Equity markets in Europe were up over one percent this week, with the FTSE closing at 5,847.11; the CAC settling at 3.435.62; and the DAX making a run at 7K, finishing the week at 6,944.56.

On the commodity front, gold was up slightly this week to finish at $1,619.70/oz, oil was up nearly $2 to finish at $93.25/barrel, and corn reached an all-time high of $8.2957/bushel.
Maybe we shall have two relatively quiet weeks in a row…….

Saturday, August 4, 2012

This Week in Corporate Finance (08/03/12)

 After getting through last week’s topsy-turvy ride, who would have thought we would experience a déjà vu moment all over again, complete with marginally good (at-best) news causing the equity markets to soar and the fixed-income markets to swoon at week’s end. This week started out with hope that the Fed and/or the ECB would provide some clarity as to what they might be planning to do, or at least thinking about what they were planning on doing in regard to the current economic challenges we’re facing, both here in the US as well as in Europe. Unfortunately for the market, no news was forthcoming and treading water became the strategy for most of the week with equities and commodities off, while fixed-income saw some strength.

On Friday, the Employment report was released, and while it came in stronger than consensus (+163k v. +100k) and stronger than the previous month (+163k v. +64k), by historical standards it was a rather benign report. The market interpreted the data in quite a different way, and saw it as a green light to put risk back on. As a result, equities and commodities rose while bonds fell.

After spending most of the week in the black, US Treasuries gave up all of their gains for the week and finished basically unchanged on the week. The 2-year note was unchanged at 24bps (after being as low as 21bps); the 5-year note was up 1bp to 66bps (after being as low as 58bps); the 10-year note was up 1bp to 1.56% (after being as low as 1.46%); and the 30-year bond was up 1bp to 2.64% (after being as low as 2.54%).

It was a similar story in Europe, as the German 10-year Bund finished the week +2bps at 1.42%, while the 2-year Bund closed basically unchanged at -2bps (after falling to a new all-time low yield of -9.7bps). The French 10-year Oat still finished the week down -11bps to 2.11% (after falling to a new all-time low yield of 2.002%).

The US equity markets responded quite positively to the Employment Report. On Friday, the Dow crossed back through the 13K mark, to finish at 13,096.17, the NASDAQ is knocking on the door of 3K, settling the week at 2,967.90 and the S&P 500 is creeping up on 1,400, closing the week at 1,390.99.

European stock markets were up substantially after the job numbers. The FTSE was up over two percent to 5,787.28, the DAX was up almost four percent to 6,865.66 and the CAC was up over four percent to 3,374.19.

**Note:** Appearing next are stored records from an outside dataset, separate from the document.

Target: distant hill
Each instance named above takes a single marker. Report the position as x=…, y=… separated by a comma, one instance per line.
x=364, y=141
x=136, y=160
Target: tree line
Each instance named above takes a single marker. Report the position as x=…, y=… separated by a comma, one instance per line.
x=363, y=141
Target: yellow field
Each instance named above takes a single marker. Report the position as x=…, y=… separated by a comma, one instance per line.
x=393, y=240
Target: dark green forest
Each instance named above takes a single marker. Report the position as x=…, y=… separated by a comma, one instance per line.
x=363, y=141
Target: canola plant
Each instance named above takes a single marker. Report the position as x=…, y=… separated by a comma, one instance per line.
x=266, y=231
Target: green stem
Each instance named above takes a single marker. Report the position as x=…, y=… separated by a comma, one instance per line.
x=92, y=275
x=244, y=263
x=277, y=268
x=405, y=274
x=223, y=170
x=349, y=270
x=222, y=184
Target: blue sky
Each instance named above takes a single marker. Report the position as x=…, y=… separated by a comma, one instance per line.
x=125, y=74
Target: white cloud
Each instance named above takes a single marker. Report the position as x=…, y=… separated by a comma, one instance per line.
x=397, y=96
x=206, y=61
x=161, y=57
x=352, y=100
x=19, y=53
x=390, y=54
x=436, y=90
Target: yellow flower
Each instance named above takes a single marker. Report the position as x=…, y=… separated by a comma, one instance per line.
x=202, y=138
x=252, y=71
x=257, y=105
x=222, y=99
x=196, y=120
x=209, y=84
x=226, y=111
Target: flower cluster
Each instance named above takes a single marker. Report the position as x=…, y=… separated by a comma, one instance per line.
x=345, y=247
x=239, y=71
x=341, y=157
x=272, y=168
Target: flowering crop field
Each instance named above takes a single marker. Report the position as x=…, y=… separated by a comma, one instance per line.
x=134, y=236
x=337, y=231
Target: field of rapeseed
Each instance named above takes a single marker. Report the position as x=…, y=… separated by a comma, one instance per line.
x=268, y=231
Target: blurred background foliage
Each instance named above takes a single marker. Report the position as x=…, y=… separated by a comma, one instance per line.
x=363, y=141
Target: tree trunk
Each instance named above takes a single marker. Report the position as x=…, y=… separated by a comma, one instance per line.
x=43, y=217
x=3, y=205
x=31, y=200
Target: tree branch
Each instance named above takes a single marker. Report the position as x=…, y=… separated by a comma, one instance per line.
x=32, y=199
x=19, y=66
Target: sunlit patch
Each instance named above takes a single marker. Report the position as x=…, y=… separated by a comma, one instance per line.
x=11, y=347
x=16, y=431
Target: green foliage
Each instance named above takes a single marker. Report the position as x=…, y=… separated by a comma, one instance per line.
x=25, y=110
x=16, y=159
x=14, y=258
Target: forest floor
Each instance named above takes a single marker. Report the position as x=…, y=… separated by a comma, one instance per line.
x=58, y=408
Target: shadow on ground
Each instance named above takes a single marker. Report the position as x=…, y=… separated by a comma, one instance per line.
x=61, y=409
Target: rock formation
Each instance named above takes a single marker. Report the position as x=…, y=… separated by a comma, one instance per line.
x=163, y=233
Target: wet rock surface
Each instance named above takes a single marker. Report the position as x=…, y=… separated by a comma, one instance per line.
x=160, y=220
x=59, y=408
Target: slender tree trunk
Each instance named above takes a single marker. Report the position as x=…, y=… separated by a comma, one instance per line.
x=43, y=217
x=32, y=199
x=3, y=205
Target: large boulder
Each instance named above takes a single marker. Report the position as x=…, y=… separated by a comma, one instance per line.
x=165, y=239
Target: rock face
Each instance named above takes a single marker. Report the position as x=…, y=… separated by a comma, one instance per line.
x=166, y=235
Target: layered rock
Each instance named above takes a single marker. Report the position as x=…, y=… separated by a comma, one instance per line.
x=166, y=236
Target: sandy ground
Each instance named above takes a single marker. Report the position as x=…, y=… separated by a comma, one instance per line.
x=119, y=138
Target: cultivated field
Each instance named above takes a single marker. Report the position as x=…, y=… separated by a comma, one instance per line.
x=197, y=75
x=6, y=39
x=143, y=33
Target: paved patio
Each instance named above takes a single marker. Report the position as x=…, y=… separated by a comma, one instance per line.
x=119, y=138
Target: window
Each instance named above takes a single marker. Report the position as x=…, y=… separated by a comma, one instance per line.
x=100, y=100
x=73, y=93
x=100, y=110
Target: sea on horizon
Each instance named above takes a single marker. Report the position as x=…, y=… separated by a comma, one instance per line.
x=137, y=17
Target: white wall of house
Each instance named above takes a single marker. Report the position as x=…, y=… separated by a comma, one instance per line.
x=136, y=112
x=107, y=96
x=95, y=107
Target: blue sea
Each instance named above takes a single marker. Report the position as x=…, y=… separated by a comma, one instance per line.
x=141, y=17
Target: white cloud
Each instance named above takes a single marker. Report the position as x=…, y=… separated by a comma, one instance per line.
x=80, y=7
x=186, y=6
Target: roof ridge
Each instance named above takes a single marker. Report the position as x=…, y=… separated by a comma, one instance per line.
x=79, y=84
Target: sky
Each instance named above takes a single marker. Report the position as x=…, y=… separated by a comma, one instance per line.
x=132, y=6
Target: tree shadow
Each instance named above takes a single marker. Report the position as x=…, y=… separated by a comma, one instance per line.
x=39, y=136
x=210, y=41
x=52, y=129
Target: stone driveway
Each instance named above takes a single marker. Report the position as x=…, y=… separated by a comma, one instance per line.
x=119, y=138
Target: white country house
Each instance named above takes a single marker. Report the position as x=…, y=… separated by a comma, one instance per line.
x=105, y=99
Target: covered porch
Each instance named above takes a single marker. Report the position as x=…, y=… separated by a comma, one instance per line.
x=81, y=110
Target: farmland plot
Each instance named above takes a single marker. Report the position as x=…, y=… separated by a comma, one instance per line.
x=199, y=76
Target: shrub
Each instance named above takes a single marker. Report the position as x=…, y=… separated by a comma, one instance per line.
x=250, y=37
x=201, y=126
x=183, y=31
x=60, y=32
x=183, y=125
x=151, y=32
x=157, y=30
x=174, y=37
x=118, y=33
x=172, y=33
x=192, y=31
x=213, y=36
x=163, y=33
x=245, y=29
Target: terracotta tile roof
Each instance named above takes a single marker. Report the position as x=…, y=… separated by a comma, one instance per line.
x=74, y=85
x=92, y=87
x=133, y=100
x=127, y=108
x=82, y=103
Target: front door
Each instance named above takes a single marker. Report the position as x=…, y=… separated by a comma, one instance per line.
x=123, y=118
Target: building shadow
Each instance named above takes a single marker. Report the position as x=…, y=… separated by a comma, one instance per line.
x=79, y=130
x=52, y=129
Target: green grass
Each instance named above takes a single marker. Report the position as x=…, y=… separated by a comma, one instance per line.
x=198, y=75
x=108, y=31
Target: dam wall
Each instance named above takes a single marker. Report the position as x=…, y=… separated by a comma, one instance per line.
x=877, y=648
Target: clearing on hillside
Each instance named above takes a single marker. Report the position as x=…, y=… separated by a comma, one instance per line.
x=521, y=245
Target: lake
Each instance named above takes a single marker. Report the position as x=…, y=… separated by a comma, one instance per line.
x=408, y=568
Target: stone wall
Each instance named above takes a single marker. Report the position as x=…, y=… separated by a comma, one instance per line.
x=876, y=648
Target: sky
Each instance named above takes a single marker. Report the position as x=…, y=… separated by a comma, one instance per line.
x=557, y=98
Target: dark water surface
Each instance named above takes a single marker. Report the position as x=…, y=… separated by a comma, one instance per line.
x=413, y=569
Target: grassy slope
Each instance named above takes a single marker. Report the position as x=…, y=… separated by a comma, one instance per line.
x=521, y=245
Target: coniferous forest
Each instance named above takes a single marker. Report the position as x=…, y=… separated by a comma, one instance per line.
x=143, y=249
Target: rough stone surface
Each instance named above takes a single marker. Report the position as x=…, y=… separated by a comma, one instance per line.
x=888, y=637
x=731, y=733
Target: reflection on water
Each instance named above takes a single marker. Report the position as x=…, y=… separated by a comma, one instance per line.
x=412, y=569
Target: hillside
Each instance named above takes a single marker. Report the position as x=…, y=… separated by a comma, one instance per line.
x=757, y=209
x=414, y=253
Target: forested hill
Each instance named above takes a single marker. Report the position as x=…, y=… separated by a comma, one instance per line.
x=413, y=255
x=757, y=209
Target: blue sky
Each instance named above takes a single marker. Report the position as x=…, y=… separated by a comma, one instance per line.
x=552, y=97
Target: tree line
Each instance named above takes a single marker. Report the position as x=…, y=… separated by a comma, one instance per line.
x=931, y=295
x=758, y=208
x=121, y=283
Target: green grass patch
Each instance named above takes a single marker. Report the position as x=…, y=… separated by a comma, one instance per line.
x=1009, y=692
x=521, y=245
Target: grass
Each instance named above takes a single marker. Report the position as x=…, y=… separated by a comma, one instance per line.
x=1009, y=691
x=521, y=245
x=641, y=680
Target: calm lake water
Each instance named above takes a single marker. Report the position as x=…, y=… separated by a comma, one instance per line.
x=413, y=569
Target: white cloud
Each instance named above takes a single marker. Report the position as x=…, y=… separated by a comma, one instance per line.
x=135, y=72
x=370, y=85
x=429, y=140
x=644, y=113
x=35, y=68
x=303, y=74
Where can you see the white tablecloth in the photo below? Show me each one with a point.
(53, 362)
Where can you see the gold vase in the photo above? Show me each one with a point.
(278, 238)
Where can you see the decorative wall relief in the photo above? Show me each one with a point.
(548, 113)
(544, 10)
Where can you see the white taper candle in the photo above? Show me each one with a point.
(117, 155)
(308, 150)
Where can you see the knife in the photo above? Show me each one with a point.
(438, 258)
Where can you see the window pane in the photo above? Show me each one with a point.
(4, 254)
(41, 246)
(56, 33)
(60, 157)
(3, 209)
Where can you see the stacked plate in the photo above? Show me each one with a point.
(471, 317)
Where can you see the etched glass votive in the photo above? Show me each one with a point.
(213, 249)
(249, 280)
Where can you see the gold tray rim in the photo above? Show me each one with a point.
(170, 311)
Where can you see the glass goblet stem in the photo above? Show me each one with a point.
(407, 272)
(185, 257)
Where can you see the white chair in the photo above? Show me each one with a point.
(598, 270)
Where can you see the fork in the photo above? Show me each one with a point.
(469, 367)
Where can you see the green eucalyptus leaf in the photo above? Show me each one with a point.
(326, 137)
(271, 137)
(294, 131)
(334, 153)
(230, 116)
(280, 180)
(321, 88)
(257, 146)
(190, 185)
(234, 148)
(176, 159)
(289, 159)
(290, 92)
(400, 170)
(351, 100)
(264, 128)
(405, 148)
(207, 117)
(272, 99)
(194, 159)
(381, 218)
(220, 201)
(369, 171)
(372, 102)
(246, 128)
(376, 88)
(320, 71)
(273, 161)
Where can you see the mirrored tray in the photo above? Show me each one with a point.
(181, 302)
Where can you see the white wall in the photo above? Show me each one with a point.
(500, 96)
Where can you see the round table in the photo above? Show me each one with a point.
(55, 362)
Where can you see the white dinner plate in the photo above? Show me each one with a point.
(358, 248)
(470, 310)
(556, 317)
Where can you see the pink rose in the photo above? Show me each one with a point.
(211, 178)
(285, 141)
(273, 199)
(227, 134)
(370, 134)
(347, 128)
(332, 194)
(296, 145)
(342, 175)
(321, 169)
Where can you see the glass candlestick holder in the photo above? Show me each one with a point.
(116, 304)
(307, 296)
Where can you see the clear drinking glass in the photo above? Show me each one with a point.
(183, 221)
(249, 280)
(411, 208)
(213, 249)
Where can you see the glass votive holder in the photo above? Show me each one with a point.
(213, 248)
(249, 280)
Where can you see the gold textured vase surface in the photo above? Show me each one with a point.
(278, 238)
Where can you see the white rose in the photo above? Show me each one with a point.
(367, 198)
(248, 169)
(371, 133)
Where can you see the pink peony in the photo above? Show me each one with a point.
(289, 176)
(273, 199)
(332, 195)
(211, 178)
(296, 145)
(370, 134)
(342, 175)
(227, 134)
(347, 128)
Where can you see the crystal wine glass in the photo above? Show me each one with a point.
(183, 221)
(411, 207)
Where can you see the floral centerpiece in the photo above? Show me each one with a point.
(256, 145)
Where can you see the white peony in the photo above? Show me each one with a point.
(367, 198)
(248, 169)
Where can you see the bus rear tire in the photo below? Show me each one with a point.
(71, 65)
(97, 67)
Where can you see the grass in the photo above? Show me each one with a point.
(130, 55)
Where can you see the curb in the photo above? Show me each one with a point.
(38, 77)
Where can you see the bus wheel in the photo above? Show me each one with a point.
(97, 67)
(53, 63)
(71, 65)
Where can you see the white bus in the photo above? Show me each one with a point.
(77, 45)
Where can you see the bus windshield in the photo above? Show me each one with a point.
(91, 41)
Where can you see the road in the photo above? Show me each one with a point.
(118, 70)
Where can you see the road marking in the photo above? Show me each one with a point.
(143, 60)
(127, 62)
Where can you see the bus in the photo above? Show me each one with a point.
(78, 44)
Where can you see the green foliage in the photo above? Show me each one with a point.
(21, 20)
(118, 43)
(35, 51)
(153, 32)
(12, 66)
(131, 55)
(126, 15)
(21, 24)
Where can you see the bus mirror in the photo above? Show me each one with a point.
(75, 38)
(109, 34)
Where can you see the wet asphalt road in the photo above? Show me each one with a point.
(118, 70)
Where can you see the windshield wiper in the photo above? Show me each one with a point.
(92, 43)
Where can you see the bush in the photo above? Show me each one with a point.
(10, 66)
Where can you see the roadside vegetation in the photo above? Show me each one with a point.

Gold is now back over $1,600/oz to finish the week at $1,606.00 and oil gained almost five percent to settle at $91.40/barrel.

This was another week where we saw corporate treasurers taking advantage of historically low yields and bringing deals to market. Texas Instruments raised $1.5 billion in its two-tranche transaction comprised of $750 million each of 3-year and 7-year notes. Both securities carry record low yields for corporate bonds with those tenors. The three-note note has a coupon of 45bps and the seven-year note has coupon of 1.65%. Unilever also came to market this week, raising $1 billion in its own two-part deal consisting of $450 million of a three-year note and $550 million of a five-year note. The 3-year note has a same record low coupon that TI received at 45bps.

The market will continue to look for direction as we float along in this slow-growth recovery.